Autrement dit, la maîtrise plus ou moins de l’arabe et du français, l’obtention d’un diplôme en science religieuse ou la fréquentation d’assises de science donnent-elles à elles seules la compétence nécessaire pour traduire fidèlement ?
Cette interrogation n’est pas secondaire : elle engage la responsabilité de ceux qui, sans les critères nécessaires, s’arrogent pourtant le droit de parler au nom de la religion.
C’est dans le but de rétablir une certaine clarté intellectuelle, et de rappeler les règles élémentaires qui encadrent la traduction religieuse, que ce modeste article a été rédigé. Nous y examinerons :
. d’abord les fondements de la traduction religieuse comme discipline scientifique ;
. puis les dérives contemporaines où le ton professoral masque souvent une ignorance technique ;
1. La traduction religieuse : une discipline scientifique avant tout
Avant d’examiner les dérives contemporaines, il importe de rappeler ce qu’est, dans son essence, l’acte de traduire : une discipline de rigueur fondée sur la science, exigeant méthode, probité intellectuelle et précision.
La traduction religieuse consiste à transposer un message à contenu théologique en respectant à la fois sa forme linguistique et sa portée doctrinale.
L’importance du sujet s’impose d’elle-même dès lors que l’on comprend que traduire ne consiste pas à juxtaposer deux langues, mais à faire dialoguer deux univers.
La traduction est donc, avant tout, une science rigoureuse, et cela vaut d’autant plus lorsqu’elle touche au domaine du sacré.
1.1. Traduire n’est pas parler deux langues
La première erreur, profondément ancrée dans les milieux religieux francophones, consiste à confondre bilinguisme et compétence traductive.
Parler deux langues, même avec aisance, ne confère en rien la capacité de traduire avec justesse. Comme le rappellent les traductologues, « le bilinguisme n’est pas un gage de compétence traductive. Traduire, c’est comprendre le message dans son système culturel et le reformuler dans un autre, sans trahir ni simplifier. »(2)
La traduction est donc une opération intellectuelle et herméneutique, non une simple substitution de mots.
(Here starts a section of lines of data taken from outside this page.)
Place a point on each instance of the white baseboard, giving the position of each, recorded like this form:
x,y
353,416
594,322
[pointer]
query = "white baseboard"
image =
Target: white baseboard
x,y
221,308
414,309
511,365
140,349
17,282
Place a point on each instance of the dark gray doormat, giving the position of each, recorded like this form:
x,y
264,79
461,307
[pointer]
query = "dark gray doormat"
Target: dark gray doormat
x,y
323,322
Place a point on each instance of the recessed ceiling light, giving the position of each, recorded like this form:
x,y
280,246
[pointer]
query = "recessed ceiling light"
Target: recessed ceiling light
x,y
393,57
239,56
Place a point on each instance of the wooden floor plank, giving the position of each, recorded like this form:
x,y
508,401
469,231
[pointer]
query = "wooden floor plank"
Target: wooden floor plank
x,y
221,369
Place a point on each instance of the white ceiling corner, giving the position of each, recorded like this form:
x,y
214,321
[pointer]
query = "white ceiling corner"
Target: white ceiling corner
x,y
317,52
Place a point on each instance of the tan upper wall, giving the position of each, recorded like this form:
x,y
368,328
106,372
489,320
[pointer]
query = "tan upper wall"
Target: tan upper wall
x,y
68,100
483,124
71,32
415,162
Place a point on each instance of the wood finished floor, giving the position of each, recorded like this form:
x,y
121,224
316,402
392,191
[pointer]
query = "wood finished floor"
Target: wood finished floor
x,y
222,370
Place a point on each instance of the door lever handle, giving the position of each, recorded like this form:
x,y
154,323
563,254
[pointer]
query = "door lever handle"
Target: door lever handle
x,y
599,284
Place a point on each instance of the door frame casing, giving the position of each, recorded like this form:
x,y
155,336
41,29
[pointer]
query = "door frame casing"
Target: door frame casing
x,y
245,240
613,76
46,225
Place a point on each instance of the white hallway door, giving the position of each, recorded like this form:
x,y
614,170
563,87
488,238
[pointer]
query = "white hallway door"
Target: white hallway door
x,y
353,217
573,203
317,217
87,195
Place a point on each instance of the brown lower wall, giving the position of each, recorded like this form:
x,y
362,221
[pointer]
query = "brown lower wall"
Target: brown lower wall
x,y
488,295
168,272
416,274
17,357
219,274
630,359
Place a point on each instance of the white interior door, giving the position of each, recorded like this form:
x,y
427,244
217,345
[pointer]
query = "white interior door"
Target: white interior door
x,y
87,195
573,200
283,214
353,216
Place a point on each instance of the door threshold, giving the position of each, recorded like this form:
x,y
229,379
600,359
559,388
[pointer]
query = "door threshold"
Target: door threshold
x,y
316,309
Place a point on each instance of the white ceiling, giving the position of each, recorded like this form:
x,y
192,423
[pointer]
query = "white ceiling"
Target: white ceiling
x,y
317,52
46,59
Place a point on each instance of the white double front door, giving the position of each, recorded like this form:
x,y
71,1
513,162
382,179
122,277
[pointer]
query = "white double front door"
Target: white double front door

Traduire, ce n’est pas transposer des termes : c’est reconstruire du sens dans un autre espace linguistique, avec fidélité et justesse. Le traducteur doit comprendre profondément le texte source, dans son contexte linguistique, culturel et doctrinal, pour le reformuler dans la langue cible avec exactitude et intégrité.
Dans le domaine religieux, cette exigence atteint un degré supérieur : le traducteur n’a pas seulement la responsabilité d’un texte, mais celle d’un message spirituel. Le Qurʾān, les hadiths, les paroles des savants, tous véhiculent des vérités de foi. Les traduire sans précision, c’est risquer de trahir non seulement le sens, mais la vérité elle-même.
Mais au-delà de cette distinction fondamentale entre bilinguisme et traduction, il faut comprendre que la traduction religieuse repose sur une compétence double : celle de la langue et celle de la foi.
1.2. Traduire le religieux : une science doublement spécialisée
La traduction religieuse repose alors sur une double compétence :
1. Linguistique, pour comprendre et restituer le message avec précision ;
2. Doctrinale, pour saisir la portée spirituelle et théologique du message.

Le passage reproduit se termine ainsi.